Using Cloud-Resolving Simulations to Evaluate the Sensitivity of the Shallow-to-Deep Convective Transition in the Amazon to the Vertical Distribution of Humidity

Deep convection is the primary influence on weather and climate in tropical regions. However, understanding and simulating the shallow-to-deep (STD) convective transition has a challenge for a long time. Here, we assess the environmental controls in convective development through idealized high-resolution numerical simulations using the System of Atmospheric Model (SAM) version 6.11 at 250m and 500m horizontal resolution. Large-scale forcing based on the GoAmazon2014/5 experiment are used to drive the simulations for December 2014. The model consistently reproduces the GoAmazon observations for precipitation, moisture, and surface fluxes of radiation, latent and sensible heat. Next, we perform sensitivity experiments to evaluate the relative importance of moisture and vertical wind shear role in controlling convection.
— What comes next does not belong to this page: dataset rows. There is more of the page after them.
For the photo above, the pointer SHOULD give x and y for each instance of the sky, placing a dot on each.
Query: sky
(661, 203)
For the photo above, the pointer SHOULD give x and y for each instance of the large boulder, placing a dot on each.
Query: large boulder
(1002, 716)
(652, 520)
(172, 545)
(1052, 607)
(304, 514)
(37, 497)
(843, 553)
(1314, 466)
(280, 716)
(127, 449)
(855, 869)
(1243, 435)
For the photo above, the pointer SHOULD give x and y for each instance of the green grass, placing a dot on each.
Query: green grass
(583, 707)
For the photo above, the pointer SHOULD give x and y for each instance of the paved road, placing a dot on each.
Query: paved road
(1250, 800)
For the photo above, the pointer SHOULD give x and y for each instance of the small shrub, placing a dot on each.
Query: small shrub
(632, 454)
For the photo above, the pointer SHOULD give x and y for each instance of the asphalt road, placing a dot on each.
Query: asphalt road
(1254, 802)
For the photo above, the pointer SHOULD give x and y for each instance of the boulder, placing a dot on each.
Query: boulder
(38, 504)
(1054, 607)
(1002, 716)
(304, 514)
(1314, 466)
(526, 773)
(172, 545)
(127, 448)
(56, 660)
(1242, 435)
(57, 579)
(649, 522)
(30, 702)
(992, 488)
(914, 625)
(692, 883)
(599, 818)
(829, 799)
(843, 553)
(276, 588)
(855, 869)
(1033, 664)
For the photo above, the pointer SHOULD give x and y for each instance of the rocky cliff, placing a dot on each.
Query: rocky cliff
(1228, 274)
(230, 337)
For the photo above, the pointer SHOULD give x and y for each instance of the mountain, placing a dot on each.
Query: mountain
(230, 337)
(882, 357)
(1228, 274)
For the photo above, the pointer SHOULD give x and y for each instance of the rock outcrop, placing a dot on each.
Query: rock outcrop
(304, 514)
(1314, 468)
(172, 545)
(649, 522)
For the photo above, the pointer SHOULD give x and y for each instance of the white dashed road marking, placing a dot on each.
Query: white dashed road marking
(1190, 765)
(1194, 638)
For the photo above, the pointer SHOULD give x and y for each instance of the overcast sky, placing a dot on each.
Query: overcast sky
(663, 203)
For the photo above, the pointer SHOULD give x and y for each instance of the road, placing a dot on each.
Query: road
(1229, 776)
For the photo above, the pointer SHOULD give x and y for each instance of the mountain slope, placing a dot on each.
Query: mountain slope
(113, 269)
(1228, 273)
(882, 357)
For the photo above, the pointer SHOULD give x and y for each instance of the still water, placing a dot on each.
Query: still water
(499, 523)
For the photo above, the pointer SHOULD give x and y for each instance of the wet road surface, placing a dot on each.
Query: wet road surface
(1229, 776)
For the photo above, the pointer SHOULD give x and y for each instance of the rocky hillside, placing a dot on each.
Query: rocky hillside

The experiments consist on perturbing the vertical profile of humidity or wind shear before the sun rises, and integrating the model for the rest of the day to observe the consequences on the STD transition. Our results show that deep convection over the Amazon is particularly sensitive to low-level environmental conditions. Notably, early morning low-level preconditioning is vital to daytime convection and precipitation. On the other hand, only unrealistically dry conditions in the free troposphere significantly inhibit deep cloud development. The low-level wind shear facilitates the late afternoon STD transition when the jet width is broadened, and with a moderate strength peaking from approximately 2 to 4 km. A more intense upper-level jet negatively affects the development of the deep clouds and substantially reduces the anvil. While low-level preconditioning is a necessary condition for deep convection, free troposphere humidity and vertical wind shear only modulate the late afternoon STD convection transition in the Amazon.